From 2000, Katsanevas held the following positions:
- Director of the European Gravitational Observatory (2018–2023)
- Director of the Astroparticle and Cosmology Laboratory of CNRS / IN2P3 (2014–2017)
- Chairman of the Astroparticle Physics European Consortium (APPEC)
- Deputy Director of IN2P3/CNRS responsible for Neutrino, Cosmology and Astroparticle Physics (2002–2012)
- Director of the CNRS interdisciplinary program "Astroparticle Physics" (2002–2010)
- Chairman of the EU funded agency consortium AStroparticle Physics European Research Area NETwork (ASPERA)
- Principal Investigator (in a total of 15) of the Institute for the Physics and Mathematics of the Universe at Tokyo (2007–2018)
- President of the council of the European Gravitational Observatory (EGO) host of the VIRGO gravitational wave antenna (2003–2008 and 2011–2017)

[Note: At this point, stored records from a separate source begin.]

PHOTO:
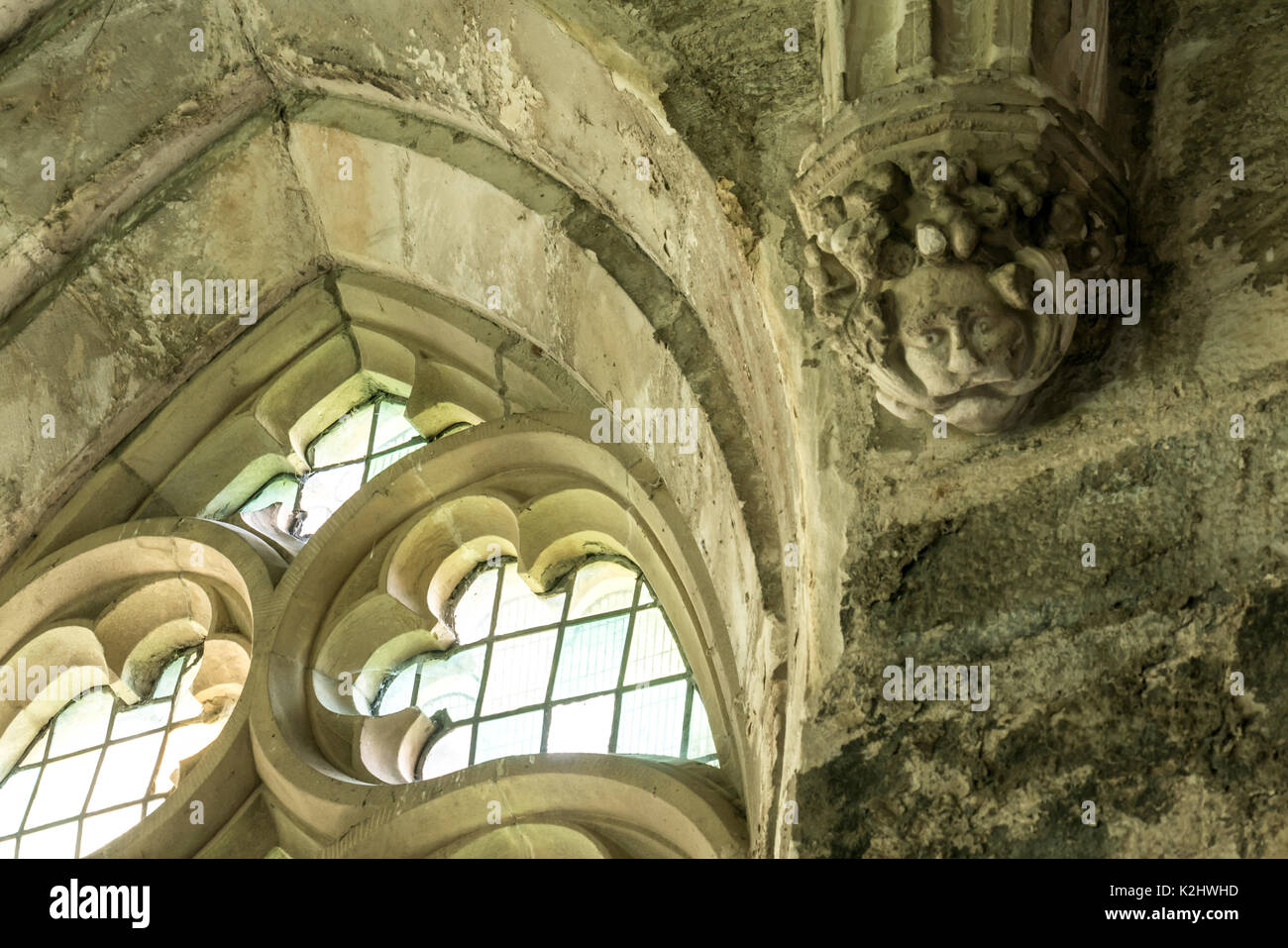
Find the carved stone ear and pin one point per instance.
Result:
(1014, 283)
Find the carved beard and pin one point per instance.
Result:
(982, 408)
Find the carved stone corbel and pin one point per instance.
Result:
(958, 172)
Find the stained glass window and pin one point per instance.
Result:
(592, 668)
(101, 766)
(342, 459)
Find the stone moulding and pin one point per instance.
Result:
(373, 586)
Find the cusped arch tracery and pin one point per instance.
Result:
(381, 584)
(124, 657)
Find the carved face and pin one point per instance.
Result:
(961, 343)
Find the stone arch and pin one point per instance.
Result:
(386, 554)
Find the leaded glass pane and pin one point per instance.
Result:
(610, 679)
(99, 766)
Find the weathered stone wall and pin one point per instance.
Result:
(1109, 683)
(871, 541)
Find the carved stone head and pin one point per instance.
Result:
(925, 275)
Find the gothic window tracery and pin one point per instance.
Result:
(101, 764)
(591, 668)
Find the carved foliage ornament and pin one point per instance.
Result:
(922, 270)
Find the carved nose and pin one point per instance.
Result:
(961, 360)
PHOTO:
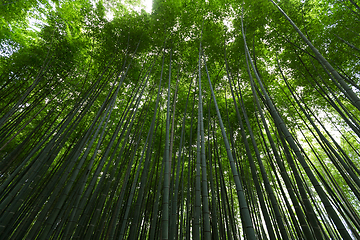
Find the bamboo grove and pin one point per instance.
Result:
(201, 120)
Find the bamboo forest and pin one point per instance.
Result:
(191, 119)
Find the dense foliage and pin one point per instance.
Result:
(199, 120)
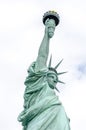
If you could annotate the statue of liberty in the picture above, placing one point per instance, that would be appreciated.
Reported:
(42, 107)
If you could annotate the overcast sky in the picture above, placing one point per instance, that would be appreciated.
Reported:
(21, 32)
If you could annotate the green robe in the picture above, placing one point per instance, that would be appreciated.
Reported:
(42, 108)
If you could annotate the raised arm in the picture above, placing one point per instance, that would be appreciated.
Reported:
(44, 47)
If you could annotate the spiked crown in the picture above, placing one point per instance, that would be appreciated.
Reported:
(51, 15)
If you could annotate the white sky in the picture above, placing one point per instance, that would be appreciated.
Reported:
(21, 32)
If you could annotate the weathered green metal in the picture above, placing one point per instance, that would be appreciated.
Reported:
(42, 107)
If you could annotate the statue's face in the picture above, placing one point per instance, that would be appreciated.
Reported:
(52, 80)
(51, 27)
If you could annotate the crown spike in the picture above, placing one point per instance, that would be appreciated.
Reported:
(61, 73)
(61, 82)
(58, 64)
(50, 61)
(57, 89)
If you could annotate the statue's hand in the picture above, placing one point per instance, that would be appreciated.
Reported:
(49, 28)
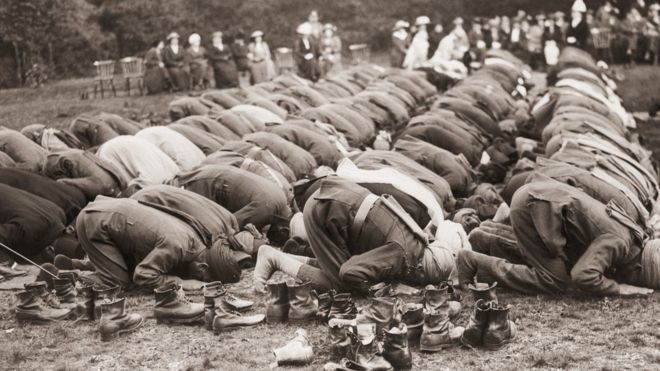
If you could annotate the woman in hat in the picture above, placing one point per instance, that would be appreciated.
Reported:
(419, 47)
(196, 56)
(174, 61)
(400, 40)
(330, 50)
(222, 62)
(261, 64)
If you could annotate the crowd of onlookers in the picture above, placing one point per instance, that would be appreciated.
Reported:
(607, 33)
(232, 61)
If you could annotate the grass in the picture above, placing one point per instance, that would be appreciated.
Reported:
(570, 332)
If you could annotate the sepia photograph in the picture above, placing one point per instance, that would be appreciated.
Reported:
(337, 185)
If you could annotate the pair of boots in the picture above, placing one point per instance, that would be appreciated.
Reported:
(489, 326)
(295, 303)
(221, 310)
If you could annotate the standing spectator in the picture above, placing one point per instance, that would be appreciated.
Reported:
(240, 51)
(175, 62)
(330, 50)
(419, 46)
(400, 39)
(154, 73)
(261, 64)
(196, 56)
(222, 62)
(306, 53)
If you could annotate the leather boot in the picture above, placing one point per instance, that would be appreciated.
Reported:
(340, 341)
(395, 348)
(172, 306)
(303, 306)
(31, 308)
(342, 307)
(482, 291)
(297, 351)
(325, 303)
(500, 331)
(115, 321)
(473, 334)
(85, 305)
(226, 320)
(278, 303)
(413, 317)
(103, 295)
(379, 311)
(438, 332)
(437, 298)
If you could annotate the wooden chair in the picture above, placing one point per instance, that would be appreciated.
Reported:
(360, 53)
(284, 60)
(105, 73)
(133, 69)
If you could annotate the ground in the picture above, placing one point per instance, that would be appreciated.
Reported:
(568, 332)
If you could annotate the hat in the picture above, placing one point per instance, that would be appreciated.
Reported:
(304, 29)
(579, 6)
(422, 20)
(401, 25)
(222, 263)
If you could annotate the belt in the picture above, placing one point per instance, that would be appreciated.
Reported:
(361, 215)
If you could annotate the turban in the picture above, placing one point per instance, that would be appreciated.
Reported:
(651, 264)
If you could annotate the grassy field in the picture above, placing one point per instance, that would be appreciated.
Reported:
(568, 332)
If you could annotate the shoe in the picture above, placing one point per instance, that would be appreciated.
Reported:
(297, 351)
(500, 331)
(303, 306)
(482, 291)
(325, 303)
(343, 307)
(226, 320)
(473, 334)
(31, 308)
(395, 348)
(115, 321)
(438, 332)
(278, 303)
(172, 306)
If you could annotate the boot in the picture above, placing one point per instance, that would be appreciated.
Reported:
(473, 334)
(437, 298)
(226, 320)
(103, 295)
(379, 311)
(278, 304)
(115, 321)
(33, 309)
(172, 306)
(303, 306)
(342, 307)
(481, 291)
(298, 351)
(500, 331)
(413, 317)
(395, 348)
(325, 303)
(340, 340)
(85, 306)
(438, 333)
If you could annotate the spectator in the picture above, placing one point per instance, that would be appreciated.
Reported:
(174, 60)
(306, 53)
(155, 74)
(196, 56)
(222, 62)
(261, 64)
(400, 39)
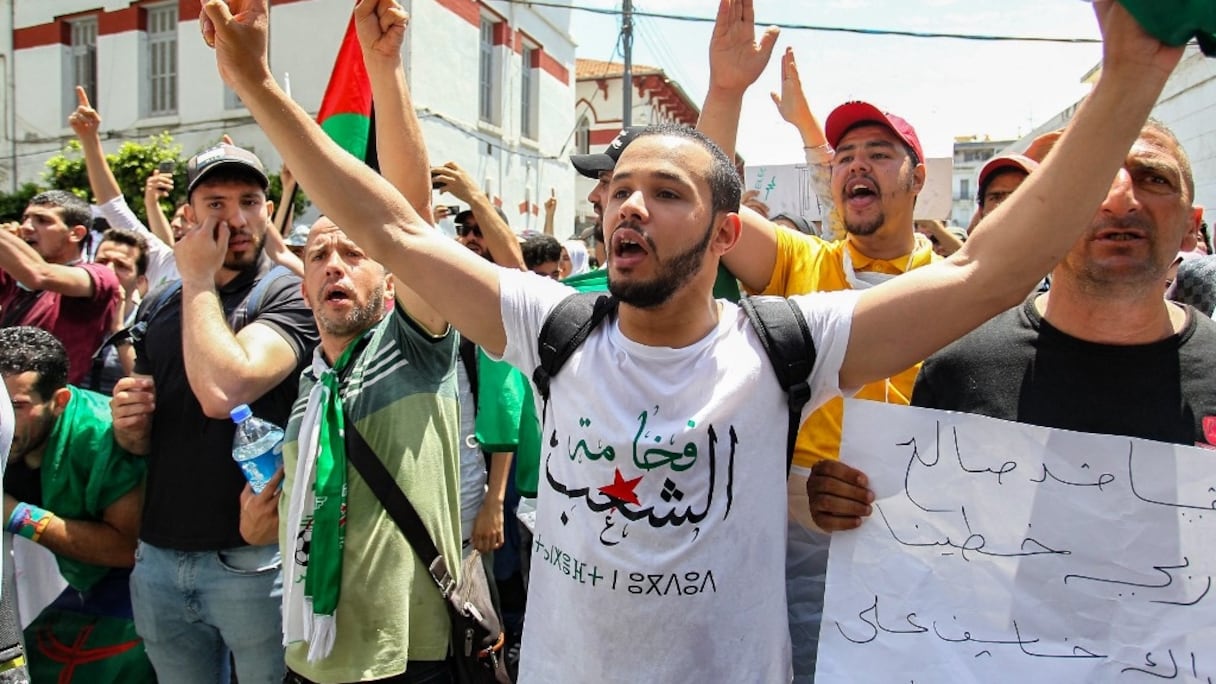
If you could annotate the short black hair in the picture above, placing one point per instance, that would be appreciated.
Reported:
(725, 186)
(131, 239)
(74, 209)
(540, 250)
(26, 348)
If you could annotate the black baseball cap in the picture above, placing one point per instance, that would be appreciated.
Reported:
(591, 166)
(208, 161)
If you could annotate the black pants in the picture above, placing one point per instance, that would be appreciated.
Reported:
(416, 672)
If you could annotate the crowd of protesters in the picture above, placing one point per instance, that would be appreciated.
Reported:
(141, 553)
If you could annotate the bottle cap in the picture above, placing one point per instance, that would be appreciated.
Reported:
(241, 413)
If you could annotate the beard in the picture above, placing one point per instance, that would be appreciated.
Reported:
(356, 319)
(863, 228)
(674, 273)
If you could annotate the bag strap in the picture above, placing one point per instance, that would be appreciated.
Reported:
(257, 297)
(467, 351)
(787, 341)
(390, 495)
(564, 330)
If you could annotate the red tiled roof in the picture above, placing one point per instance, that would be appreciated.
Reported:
(596, 68)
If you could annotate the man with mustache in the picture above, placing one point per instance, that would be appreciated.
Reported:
(200, 590)
(1099, 352)
(45, 281)
(870, 164)
(660, 514)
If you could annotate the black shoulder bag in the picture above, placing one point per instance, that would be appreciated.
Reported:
(477, 634)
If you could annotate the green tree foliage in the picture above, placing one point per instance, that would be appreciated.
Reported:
(131, 164)
(12, 206)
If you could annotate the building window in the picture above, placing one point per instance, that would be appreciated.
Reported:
(162, 57)
(583, 136)
(528, 96)
(83, 51)
(485, 73)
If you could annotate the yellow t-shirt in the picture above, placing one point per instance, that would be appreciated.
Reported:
(811, 264)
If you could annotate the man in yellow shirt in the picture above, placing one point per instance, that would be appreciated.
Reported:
(867, 168)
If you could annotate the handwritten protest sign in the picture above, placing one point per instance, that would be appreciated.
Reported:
(1003, 553)
(784, 188)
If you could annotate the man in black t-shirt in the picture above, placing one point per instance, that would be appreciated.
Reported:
(200, 592)
(1101, 352)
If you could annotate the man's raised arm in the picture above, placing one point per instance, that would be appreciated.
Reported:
(916, 314)
(460, 285)
(736, 61)
(399, 144)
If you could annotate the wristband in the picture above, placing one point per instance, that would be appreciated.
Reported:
(28, 521)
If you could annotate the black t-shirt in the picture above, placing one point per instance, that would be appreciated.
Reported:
(193, 486)
(1018, 366)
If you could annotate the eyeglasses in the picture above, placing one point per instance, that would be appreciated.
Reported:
(992, 200)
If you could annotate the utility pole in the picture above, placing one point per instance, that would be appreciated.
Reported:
(626, 45)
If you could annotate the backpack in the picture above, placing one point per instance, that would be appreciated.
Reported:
(780, 323)
(161, 297)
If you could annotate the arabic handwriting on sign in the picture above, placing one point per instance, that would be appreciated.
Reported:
(1131, 481)
(1169, 581)
(1103, 480)
(877, 624)
(658, 457)
(1007, 466)
(974, 542)
(876, 627)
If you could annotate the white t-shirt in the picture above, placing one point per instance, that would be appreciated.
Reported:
(660, 528)
(472, 460)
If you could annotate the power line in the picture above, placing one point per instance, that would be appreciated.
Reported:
(823, 28)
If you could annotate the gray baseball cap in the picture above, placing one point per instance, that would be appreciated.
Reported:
(208, 161)
(591, 166)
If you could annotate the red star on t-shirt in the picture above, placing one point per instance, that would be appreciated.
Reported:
(621, 489)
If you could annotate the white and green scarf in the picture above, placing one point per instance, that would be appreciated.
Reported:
(316, 513)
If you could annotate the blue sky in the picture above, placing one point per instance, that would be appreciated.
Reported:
(943, 87)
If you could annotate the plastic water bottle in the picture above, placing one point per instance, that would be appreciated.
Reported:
(257, 447)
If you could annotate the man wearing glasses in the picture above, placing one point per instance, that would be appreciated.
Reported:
(450, 178)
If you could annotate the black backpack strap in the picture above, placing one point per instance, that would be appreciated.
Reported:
(566, 328)
(150, 307)
(468, 359)
(791, 349)
(257, 297)
(398, 506)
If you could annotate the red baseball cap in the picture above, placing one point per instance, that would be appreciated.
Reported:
(1019, 162)
(856, 112)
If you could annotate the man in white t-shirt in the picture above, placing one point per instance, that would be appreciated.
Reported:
(662, 500)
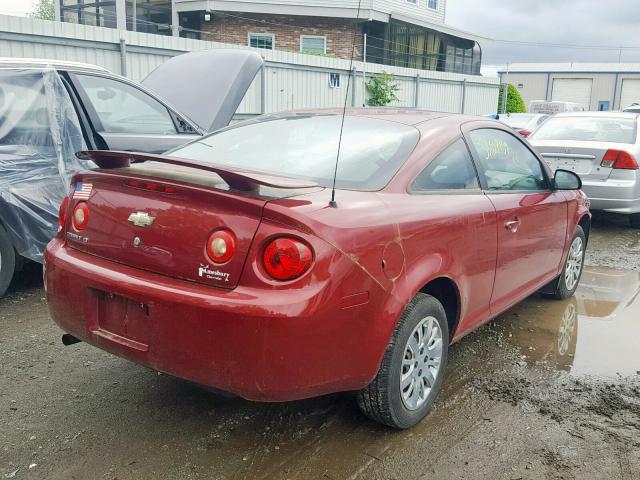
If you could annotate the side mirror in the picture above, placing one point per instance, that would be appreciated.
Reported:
(566, 180)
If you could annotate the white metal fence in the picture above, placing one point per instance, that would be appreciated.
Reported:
(289, 80)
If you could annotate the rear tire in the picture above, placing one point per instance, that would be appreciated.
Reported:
(566, 284)
(7, 261)
(415, 359)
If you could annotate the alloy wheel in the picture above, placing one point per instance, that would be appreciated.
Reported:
(421, 363)
(574, 264)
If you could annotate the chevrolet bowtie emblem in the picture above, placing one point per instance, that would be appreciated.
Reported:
(141, 219)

Katsanevas was also a member of the following committees:
- Steering Committee of Astroparticle Physics European Coordination (ApPEC)(2002–20??)
- AstroParticle Physics International Forum (APIF) of OECD (2010–2014)
- European Strategy Group as representative of APPEC (2011–2013)
- CERN Super Proton Synchrotron (SPS) Committee (SPSC) (2008–2010)
- PaNAGIC (Particle and Nuclear Astrophysics and Gravitation International Committee) astroparticle coordination - IUPAP working group (2005–2012)
- Evaluation Committee for Space Research and Exploration and Inter-Organism Committee of CNES (National Centre of Space Studies, France) (2002–2012)
- Scientific council (chairman) of IFAE/Barcelona (2009–2013)

==Research interests==
- Theory of strong interactions (Quantum Chromodynamics, QCD) (1977–1986)
- Search and discovery of new particle resonances including charm quarks, photoproduction experiment WA4 at CERN (1977–1979)
- Tests of QCD through the study of Drell-Yan pairs and J/y resonances in nuclear targets with antiproton and pion beams, experiment E537 at Fermilab (1979–1982)
- Search for quark-gluon plasma transition, experiment R807-808 at CERN (1983–1986)
- Standard model of weak and electromagnetic interactions (1986–2000)
- Study of the standard model of electro-weak interactions and supersymmetry: experiment DELPHI of the Large Electron Positron (LEP) collider.
- Phenomenological studies of supersymmetry: Monte Carlo generator SUSYGEN and computing of higher order cross sections
- Neutrino and Astroparticle Physics (1983–2002)
- Neutrino oscillations, experiment PS180 at CERN (1983–1986)
- High Energy neutrino telescopes, NESTOR in Pylos/Greece (1992–1996)
- Neutrino oscillations, long baseline experiment CERN-Gran Sasso OPERA	(1998–2002)
- Interdisciplinary studies
- DACQ for Positron Emitting Tomography (PET) Scanners (co-holder of a patent)
- Innovative high sensibility photodetectors with high space and time resolution

==Personal life and death==
Katsanevas died in Pisa, Italy on 27 November 2022, at the age of 69.